On 6 December 2018, three female law students from Pune filed a public-interest litigation in the Delhi high court, seeking the entry of women to the inner precinct of the Hazrat Nizamuddin Auliya dargah in the capital. The PIL was filed barely weeks after a five-judge bench of the Supreme Court lifted the ban on women’s entry into the Sabarimala temple in Kerala. Evidently, the Sabarimala judgement has had a cascading effect, with the Supreme Court now hearing another PIL, filed by a Muslim couple, demanding that the prohibition on the entry of Muslim women in any mosque be declared illegal in India.

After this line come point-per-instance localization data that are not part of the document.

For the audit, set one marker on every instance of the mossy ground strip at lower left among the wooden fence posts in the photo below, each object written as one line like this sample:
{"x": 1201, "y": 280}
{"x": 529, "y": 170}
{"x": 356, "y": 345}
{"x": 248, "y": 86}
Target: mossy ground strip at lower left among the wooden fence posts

Historically, policies of social reform have arisen from the political branches of the state. Throughout the 1950s and the 1960s, a wave of social-reform legislation created a state-supervised infrastructure that managed prominent religious institutions and removed caste-based restrictions on entry. But in the last few years, the courts seem to have become the chief interlocutors in the social-reform process, raising enthusiasm for the judicial process as its main mode.
However, there is a deep and unresolved tension at the centre of our constitutional practice. We care about religious freedom—the right of individuals and groups to autonomously conduct their religious lives and practices. But our constitution also requires that we be sensitive to removing the entrenched practices of subordination and domination. These two values are often in conflict.